Of all the moments in his life, for some reason, that one was the surest, as he killed that Gazer. If only he had known...

7

The shells were thinning, but the beast was retreating! He couldn't let it get away. He ran after it, but several shells got in his way. A mass effect field sang around him, and he threw them all into the air angrily.

"Out. Of. My. WAY!" He screamed, using his other hand to rip them all apart with an opposing field. He kept running, following the beast to a ravine as his fellows kept fighting behind him. He didn't look back.

8

Running along the edge of the ravine, he jumped onto it's back. Everyone else had tried a frontal approach; it was time to do something different. It bucked and thrashed beneath him, twisted it's neck around and grabbed him around the middle. He screamed as it's fangs sank into the soft cracks between his armor, and heard his plating starting to crack as it thrashed it's head around with him in it's mouth. The word was spinning, and he couldn't breath, and his vision was starting to go dark. One arm was caught in it's mouth, the other, he couldn't possibly hope to move in an effective biotic attack.

In a moment of clarity that came before unconsciousness, the arm trapped within the beasts mouth charged with biotics, and slammed his fist against the roof of it's mouth. It dropped him with a howl of pain, as a mass effect field dissolved it's brain and controlling cybernetic central nodes. He rolled on the ground, still gasping for breath, as it staggered and collapsed.

9

He was having trouble getting back up the ravine. His ribs were broken, his leg was bleeding badly at this point. He used his biotics to cauterize it. The sounds of battle were fading. He let out a light swear as his feet slid in the mud again, sending him back into the ravine. He looked up at the sound of approaching footsteps, and returned his rifle to his hands, aiming at the edge of the ravine, waiting for the shell to come out.

It was not a shell, but the commander that had given him the rifle in the first place. He did not lower his gun, taught always to be suspicious.

"Prove to me you are who you present yourself to be!" he called up.

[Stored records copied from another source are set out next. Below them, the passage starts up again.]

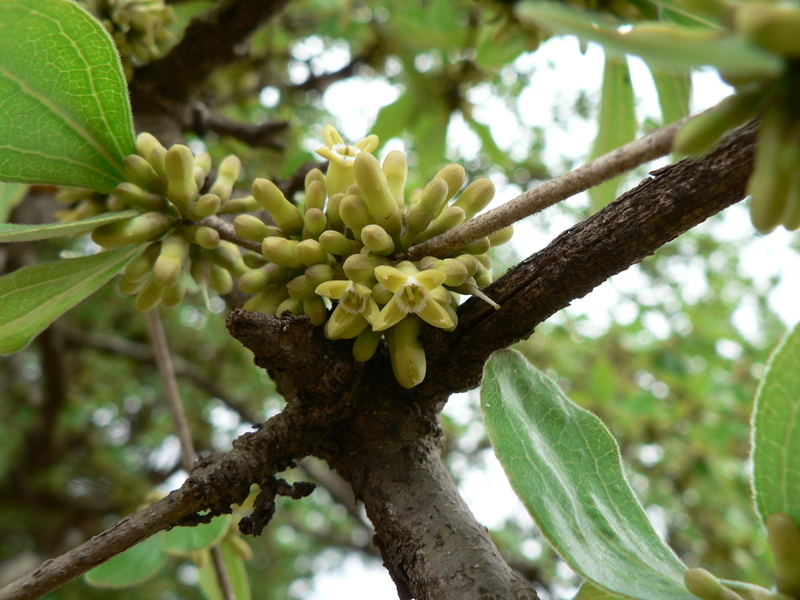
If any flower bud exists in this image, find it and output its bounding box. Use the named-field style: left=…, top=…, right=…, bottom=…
left=251, top=179, right=304, bottom=235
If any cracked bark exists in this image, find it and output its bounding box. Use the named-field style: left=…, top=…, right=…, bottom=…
left=0, top=119, right=756, bottom=600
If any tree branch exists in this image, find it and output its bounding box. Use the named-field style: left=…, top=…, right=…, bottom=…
left=407, top=119, right=686, bottom=260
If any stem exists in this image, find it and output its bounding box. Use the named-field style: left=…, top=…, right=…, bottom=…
left=145, top=307, right=236, bottom=600
left=407, top=119, right=686, bottom=260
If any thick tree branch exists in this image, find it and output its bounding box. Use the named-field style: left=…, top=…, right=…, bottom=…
left=419, top=123, right=757, bottom=394
left=0, top=407, right=322, bottom=600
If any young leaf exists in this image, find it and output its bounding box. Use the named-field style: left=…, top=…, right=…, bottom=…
left=0, top=210, right=140, bottom=242
left=0, top=244, right=147, bottom=354
left=0, top=182, right=29, bottom=223
left=200, top=538, right=251, bottom=600
left=84, top=532, right=167, bottom=588
left=753, top=325, right=800, bottom=523
left=515, top=1, right=784, bottom=78
left=481, top=350, right=696, bottom=600
left=164, top=515, right=231, bottom=554
left=0, top=0, right=136, bottom=192
left=650, top=67, right=692, bottom=125
left=589, top=56, right=637, bottom=210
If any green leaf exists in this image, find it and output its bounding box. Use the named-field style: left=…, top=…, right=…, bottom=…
left=589, top=56, right=637, bottom=210
left=84, top=533, right=167, bottom=588
left=753, top=324, right=800, bottom=523
left=0, top=182, right=30, bottom=223
left=0, top=244, right=147, bottom=354
left=0, top=0, right=136, bottom=192
left=0, top=210, right=140, bottom=242
left=164, top=515, right=231, bottom=554
left=650, top=67, right=692, bottom=125
left=481, top=350, right=696, bottom=600
left=200, top=538, right=250, bottom=600
left=516, top=1, right=784, bottom=78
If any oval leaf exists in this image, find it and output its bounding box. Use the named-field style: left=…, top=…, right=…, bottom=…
left=481, top=350, right=696, bottom=600
left=589, top=56, right=638, bottom=210
left=84, top=534, right=167, bottom=588
left=0, top=0, right=136, bottom=192
left=0, top=210, right=140, bottom=242
left=164, top=515, right=231, bottom=554
left=0, top=244, right=147, bottom=354
left=199, top=538, right=251, bottom=600
left=753, top=324, right=800, bottom=523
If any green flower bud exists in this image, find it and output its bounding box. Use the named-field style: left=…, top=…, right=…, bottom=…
left=353, top=327, right=381, bottom=362
left=165, top=144, right=198, bottom=214
left=361, top=225, right=394, bottom=256
left=325, top=194, right=345, bottom=231
left=296, top=240, right=333, bottom=267
left=303, top=208, right=328, bottom=240
left=123, top=242, right=161, bottom=282
left=222, top=196, right=261, bottom=215
left=208, top=154, right=242, bottom=204
left=208, top=263, right=233, bottom=296
left=161, top=277, right=186, bottom=306
left=344, top=254, right=381, bottom=283
left=134, top=279, right=164, bottom=312
left=319, top=230, right=363, bottom=256
left=114, top=182, right=167, bottom=212
left=436, top=163, right=467, bottom=200
left=383, top=150, right=408, bottom=210
left=452, top=177, right=494, bottom=221
left=233, top=214, right=276, bottom=242
left=303, top=181, right=327, bottom=212
left=303, top=296, right=328, bottom=327
left=339, top=194, right=372, bottom=241
left=187, top=194, right=222, bottom=221
left=92, top=212, right=173, bottom=248
left=153, top=234, right=189, bottom=287
left=251, top=179, right=304, bottom=235
left=123, top=154, right=159, bottom=190
left=354, top=152, right=397, bottom=223
left=261, top=237, right=303, bottom=269
left=386, top=315, right=427, bottom=389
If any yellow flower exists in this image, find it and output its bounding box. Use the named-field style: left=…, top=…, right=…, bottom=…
left=315, top=280, right=378, bottom=340
left=316, top=125, right=378, bottom=198
left=372, top=262, right=453, bottom=331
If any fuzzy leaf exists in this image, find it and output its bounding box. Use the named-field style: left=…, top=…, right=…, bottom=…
left=84, top=533, right=167, bottom=588
left=753, top=325, right=800, bottom=523
left=0, top=0, right=136, bottom=192
left=0, top=210, right=140, bottom=242
left=589, top=56, right=637, bottom=210
left=0, top=244, right=147, bottom=354
left=481, top=350, right=696, bottom=600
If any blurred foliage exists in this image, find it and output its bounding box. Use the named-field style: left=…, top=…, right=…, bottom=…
left=0, top=0, right=782, bottom=600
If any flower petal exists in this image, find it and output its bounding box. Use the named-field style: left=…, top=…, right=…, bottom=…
left=375, top=265, right=408, bottom=294
left=314, top=279, right=348, bottom=300
left=414, top=269, right=447, bottom=292
left=372, top=298, right=406, bottom=331
left=416, top=298, right=453, bottom=329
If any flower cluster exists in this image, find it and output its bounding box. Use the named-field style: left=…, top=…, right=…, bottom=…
left=239, top=126, right=512, bottom=388
left=75, top=126, right=512, bottom=388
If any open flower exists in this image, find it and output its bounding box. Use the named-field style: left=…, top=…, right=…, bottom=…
left=316, top=280, right=378, bottom=340
left=372, top=262, right=453, bottom=331
left=316, top=125, right=378, bottom=198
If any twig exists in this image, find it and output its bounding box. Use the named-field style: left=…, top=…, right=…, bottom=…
left=145, top=307, right=236, bottom=600
left=198, top=217, right=261, bottom=254
left=407, top=119, right=686, bottom=260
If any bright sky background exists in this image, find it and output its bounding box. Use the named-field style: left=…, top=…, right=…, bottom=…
left=245, top=32, right=800, bottom=600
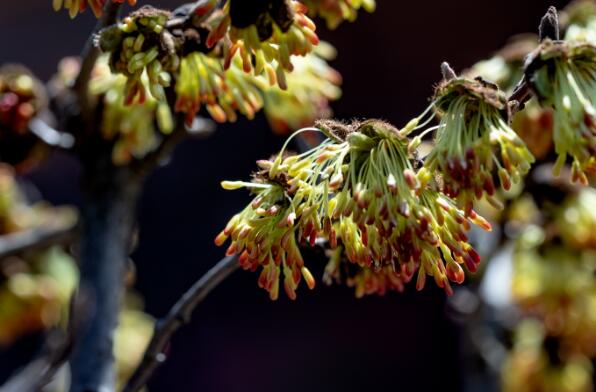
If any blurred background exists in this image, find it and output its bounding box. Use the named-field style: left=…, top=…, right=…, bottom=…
left=0, top=0, right=567, bottom=392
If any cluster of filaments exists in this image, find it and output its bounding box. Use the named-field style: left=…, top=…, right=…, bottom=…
left=216, top=120, right=490, bottom=298
left=530, top=41, right=596, bottom=185
left=89, top=0, right=341, bottom=130
left=415, top=78, right=534, bottom=215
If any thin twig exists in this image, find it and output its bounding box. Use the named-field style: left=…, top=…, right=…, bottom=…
left=123, top=256, right=239, bottom=392
left=509, top=7, right=559, bottom=114
left=73, top=0, right=122, bottom=118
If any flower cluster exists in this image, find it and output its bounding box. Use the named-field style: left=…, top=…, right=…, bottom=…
left=0, top=65, right=46, bottom=167
left=207, top=0, right=319, bottom=88
left=52, top=56, right=174, bottom=165
left=215, top=176, right=318, bottom=300
left=176, top=52, right=267, bottom=123
left=506, top=188, right=596, bottom=391
left=526, top=40, right=596, bottom=184
left=418, top=78, right=534, bottom=214
left=52, top=0, right=137, bottom=18
left=90, top=57, right=174, bottom=165
left=258, top=42, right=341, bottom=134
left=216, top=120, right=490, bottom=293
left=464, top=34, right=553, bottom=160
left=501, top=319, right=594, bottom=392
left=176, top=40, right=341, bottom=129
left=97, top=6, right=180, bottom=104
left=301, top=0, right=376, bottom=29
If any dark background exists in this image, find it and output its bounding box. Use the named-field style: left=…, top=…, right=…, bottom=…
left=0, top=0, right=567, bottom=392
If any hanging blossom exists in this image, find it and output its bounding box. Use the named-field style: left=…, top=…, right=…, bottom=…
left=323, top=245, right=407, bottom=298
left=215, top=168, right=320, bottom=300
left=176, top=40, right=341, bottom=128
left=412, top=74, right=534, bottom=215
left=464, top=34, right=553, bottom=160
left=561, top=0, right=596, bottom=45
left=0, top=65, right=48, bottom=170
left=526, top=40, right=596, bottom=185
left=258, top=42, right=342, bottom=134
left=207, top=0, right=319, bottom=89
left=0, top=65, right=46, bottom=136
left=52, top=56, right=174, bottom=165
left=97, top=6, right=180, bottom=104
left=301, top=0, right=376, bottom=29
left=319, top=120, right=490, bottom=293
left=52, top=0, right=137, bottom=18
left=216, top=120, right=490, bottom=293
left=176, top=52, right=263, bottom=123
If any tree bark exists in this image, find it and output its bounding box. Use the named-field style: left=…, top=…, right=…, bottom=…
left=70, top=160, right=141, bottom=392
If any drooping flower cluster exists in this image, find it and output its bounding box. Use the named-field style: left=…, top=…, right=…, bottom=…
left=216, top=120, right=490, bottom=293
left=423, top=78, right=534, bottom=214
left=207, top=0, right=319, bottom=88
left=505, top=188, right=596, bottom=391
left=258, top=42, right=342, bottom=134
left=98, top=6, right=180, bottom=104
left=0, top=65, right=46, bottom=167
left=52, top=0, right=137, bottom=18
left=176, top=52, right=263, bottom=123
left=215, top=175, right=318, bottom=300
left=176, top=39, right=341, bottom=127
left=52, top=56, right=174, bottom=165
left=301, top=0, right=376, bottom=29
left=526, top=40, right=596, bottom=184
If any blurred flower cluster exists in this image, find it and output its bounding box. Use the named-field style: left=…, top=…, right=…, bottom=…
left=504, top=188, right=596, bottom=391
left=0, top=164, right=153, bottom=386
left=0, top=164, right=76, bottom=345
left=528, top=40, right=596, bottom=185
left=53, top=56, right=174, bottom=165
left=0, top=65, right=47, bottom=167
left=216, top=120, right=490, bottom=298
left=301, top=0, right=376, bottom=29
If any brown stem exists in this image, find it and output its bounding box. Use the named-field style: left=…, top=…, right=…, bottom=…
left=123, top=256, right=239, bottom=392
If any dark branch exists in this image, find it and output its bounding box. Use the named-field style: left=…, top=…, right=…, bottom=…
left=123, top=256, right=239, bottom=392
left=538, top=6, right=559, bottom=42
left=73, top=0, right=122, bottom=118
left=509, top=6, right=559, bottom=113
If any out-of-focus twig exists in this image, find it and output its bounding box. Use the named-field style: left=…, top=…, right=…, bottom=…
left=123, top=256, right=239, bottom=392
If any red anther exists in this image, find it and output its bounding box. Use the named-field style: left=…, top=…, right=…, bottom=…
left=416, top=268, right=426, bottom=291
left=467, top=247, right=480, bottom=264
left=499, top=169, right=511, bottom=191
left=214, top=231, right=228, bottom=246
left=226, top=241, right=238, bottom=256
left=329, top=228, right=337, bottom=249
left=463, top=254, right=478, bottom=273
left=398, top=200, right=410, bottom=218
left=284, top=278, right=296, bottom=301
left=445, top=262, right=466, bottom=284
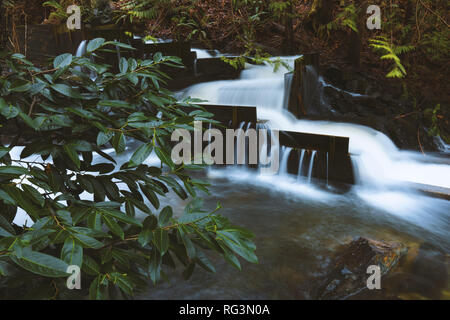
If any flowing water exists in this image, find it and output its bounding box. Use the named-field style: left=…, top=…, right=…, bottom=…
left=142, top=51, right=450, bottom=299
left=9, top=42, right=450, bottom=299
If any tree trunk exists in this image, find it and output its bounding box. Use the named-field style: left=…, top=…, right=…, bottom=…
left=283, top=0, right=295, bottom=54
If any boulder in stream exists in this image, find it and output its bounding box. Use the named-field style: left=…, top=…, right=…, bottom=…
left=313, top=237, right=408, bottom=300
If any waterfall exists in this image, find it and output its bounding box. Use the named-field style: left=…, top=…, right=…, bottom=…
left=308, top=150, right=317, bottom=184
left=297, top=149, right=306, bottom=179
left=182, top=57, right=450, bottom=195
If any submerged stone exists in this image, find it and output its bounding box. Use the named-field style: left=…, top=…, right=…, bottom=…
left=312, top=237, right=408, bottom=300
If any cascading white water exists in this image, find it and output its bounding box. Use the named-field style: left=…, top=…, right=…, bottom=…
left=308, top=150, right=317, bottom=183
left=280, top=147, right=292, bottom=175
left=297, top=149, right=306, bottom=179
left=183, top=57, right=450, bottom=221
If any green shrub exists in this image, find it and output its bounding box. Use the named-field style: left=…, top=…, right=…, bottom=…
left=0, top=39, right=257, bottom=299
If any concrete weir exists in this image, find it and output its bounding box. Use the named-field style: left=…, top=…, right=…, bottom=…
left=197, top=105, right=355, bottom=185
left=11, top=25, right=450, bottom=195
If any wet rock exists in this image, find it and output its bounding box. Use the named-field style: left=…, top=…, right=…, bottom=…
left=312, top=237, right=408, bottom=300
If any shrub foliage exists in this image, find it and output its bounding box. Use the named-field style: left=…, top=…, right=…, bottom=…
left=0, top=38, right=257, bottom=299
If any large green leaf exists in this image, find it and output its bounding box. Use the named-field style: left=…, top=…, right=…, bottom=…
left=11, top=248, right=70, bottom=278
left=51, top=83, right=83, bottom=99
left=86, top=38, right=105, bottom=52
left=152, top=229, right=170, bottom=256
left=61, top=237, right=83, bottom=267
left=128, top=143, right=153, bottom=168
left=96, top=208, right=142, bottom=227
left=53, top=53, right=72, bottom=68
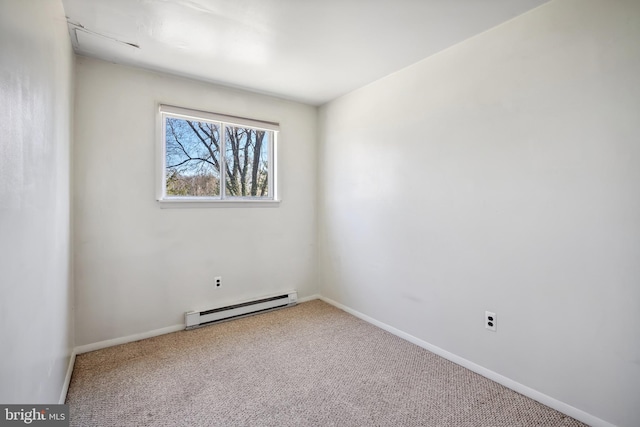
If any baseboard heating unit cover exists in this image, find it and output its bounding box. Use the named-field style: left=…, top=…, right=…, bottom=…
left=184, top=291, right=298, bottom=329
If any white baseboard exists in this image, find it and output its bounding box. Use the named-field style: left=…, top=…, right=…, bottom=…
left=58, top=349, right=77, bottom=405
left=320, top=296, right=616, bottom=427
left=74, top=324, right=185, bottom=354
left=298, top=294, right=320, bottom=302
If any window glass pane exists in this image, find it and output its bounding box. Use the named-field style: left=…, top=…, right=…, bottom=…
left=225, top=126, right=272, bottom=197
left=165, top=117, right=220, bottom=197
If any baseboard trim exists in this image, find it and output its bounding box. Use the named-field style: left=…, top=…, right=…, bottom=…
left=72, top=294, right=320, bottom=356
left=75, top=324, right=185, bottom=354
left=319, top=296, right=616, bottom=427
left=298, top=294, right=320, bottom=302
left=58, top=349, right=77, bottom=405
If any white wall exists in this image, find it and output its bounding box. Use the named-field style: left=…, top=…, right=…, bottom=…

The commander looked down at him. Then looked at the slain beast that had killed dozens, only to fall to a child. There was an odd look in his eyes, and for a few moments, he thought he could sense... that his elder was impressed with what he had done. He still did not lower his rifle. The commander had naught a scratch on him; for all he knew the man was indoctrinated.

Then, he spoke.

"The fight is over. I killed the last shell just now." He raised his knife, covered in shell blood. "You made them pay."

He lowered his rifle slightly. The commander's eyes were intense, expectant, analyzing him. For what?

"I expect more of the same from you, Javik."


Part of me always wondered how our favorite fossil started out. Just to clarify, the Gazers are, in my head, what the Protheans called the Oculus we see in-game. The shells are the husks, because lets face it; they aren't going have the same words for this stuff as the new cycle does.

Anyway, I'm hoping I did Javik a little justice in this chapter. He never really got much focus as a character, I feel.